The stupendous growth in North American unconventional natural gas may be a guide into how the unconventional oil market will respond, or not.

“If you look back at 2009, 2010, we were pumping over 1,200 gas rigs, we had production around 55 Bcf/d, and the price was $8.00, $8.50…Now we are running well below 300 rigs, gas capacity is…74 Bcf/d and we have a $2.50 price…Clearly, the significant reduction in the rigs did not reduce the activity in production. If that is analogous, we will learn. It’s the same principles, the same optimization to dollars to put into the resources that are being applied to tight oil…I see the same phenomenon in tight oil.”

The price reductions have led to “gains in efficiencies, and the resources recovered per well. We saw the same type of improvement in shale gas.”

In all cases, “what we have to do as an industry is we have to perform,” Tillerson said. “We have to manage the risk proposition, demonstrate our commitment, our ability to operate safely and responsibly…Most of the time, regulatory response is because of some failure on our part or some risk the public sees as not being properly managed.
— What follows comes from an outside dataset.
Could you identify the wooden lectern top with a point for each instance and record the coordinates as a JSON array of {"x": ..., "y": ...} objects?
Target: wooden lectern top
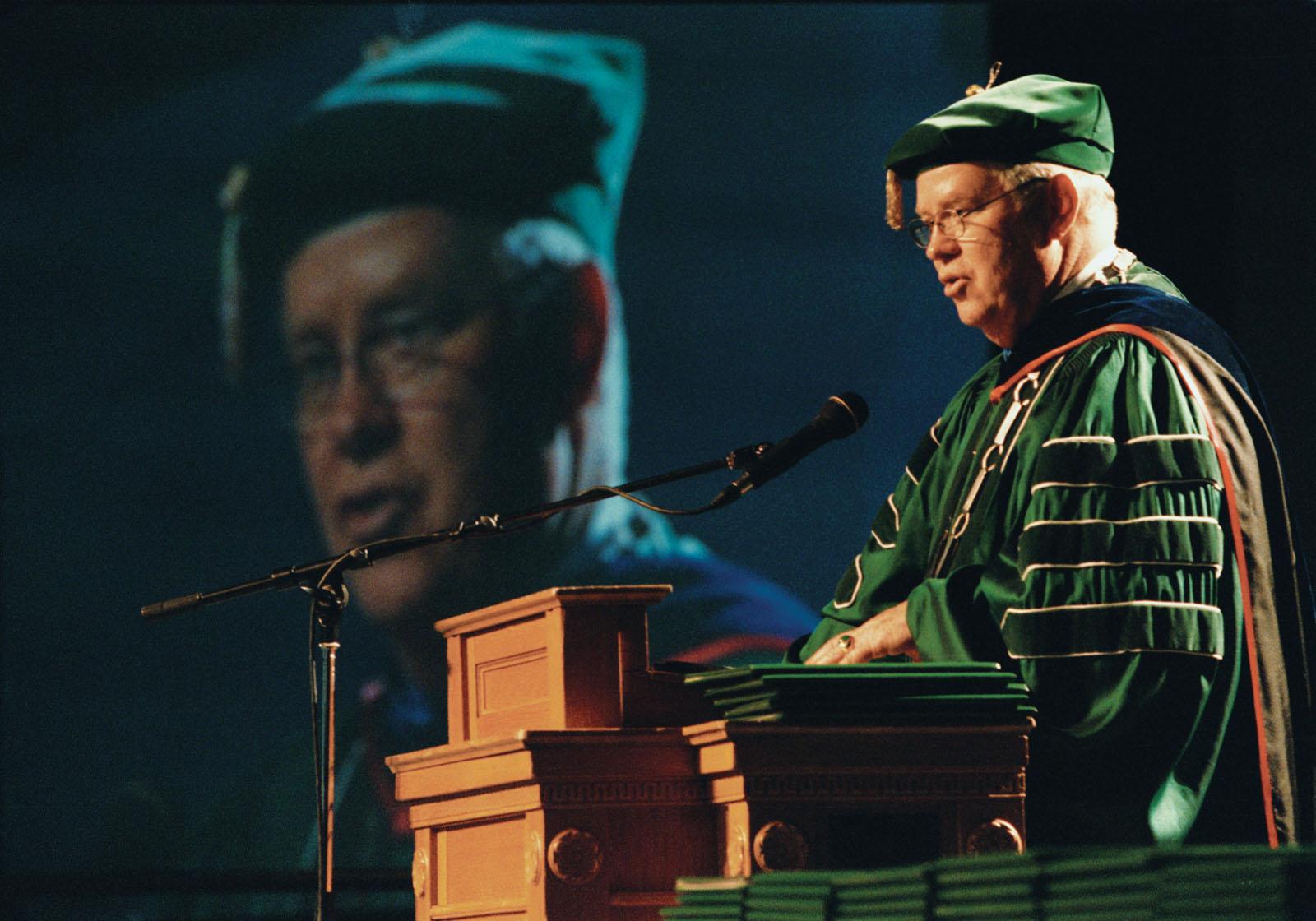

“It’s difficult for us to respond to a perceived risk when it’s posed in a question as a negative to prove this isn’t going to happen…We oftentimes are unwilling to look at the facts, to look at the science…” More than one million wells have been fractured and the U.S. Environmental Protection Agency has found “no documented cases of groundwater contamination.”

However, there’s “ongoing public concern…We as an industry haven’t demonstrated that we can control that risk…We are seen as being unable to protect groundwater zones but we’ve demonstrated that we can.” The concern “requires regulators to look at the facts. There’s a lot of noise out there publicly, sincere people with sincere concerns. But we must look at the facts and we must look at sound science and not just respond to the noise.”

Yergin asked Tillerson if ExxonMobil is reacting any differently to the current market downturn than it has in the past.

“I think the way to prepare yourself for the inevitable in the commodity business, which we are in is what you do in the years’ proceeding. You put yourself in a way to deal with it positively or not.”

Since Exxon merged with Mobil Corp. in 1999, the size of the workforce is 50% smaller, “but we are running a larger business. We have taken advantage of skills and people and are much more efficient and much more able to withstand a downturn.”

The drop in prices has caused a rethink in the investments timeline. “How we test across pricing affects the timing more than anything else. We always are taking the view that we don’t know what prices are going to be. You can take anybody’s price forecast you want and we can say, ‘you’ll be right.’ The price goes up, the price goes down. How we…run our business is that we don’t know what the price will be. We pay close attention to price efficiency, cost efficiency. We operate well and reliably. We keep things we have invested in running smoothly.”

Capital expenditures are 12% lower than they were in 2014. However, there’s no sight on what the outlook is for 2016 and beyond. ExxonMobil in December published its most recent annual Outlook for Energy to 2040 (see Daily GPI, Dec. 9, 2014). That’s the long view, said Tillerson. It’s not a specific company forecast for the oil and gas environment in a year. When asked by Yergin to provide his view, he laughed.

“It will look different,” he said. “But we will still be here.”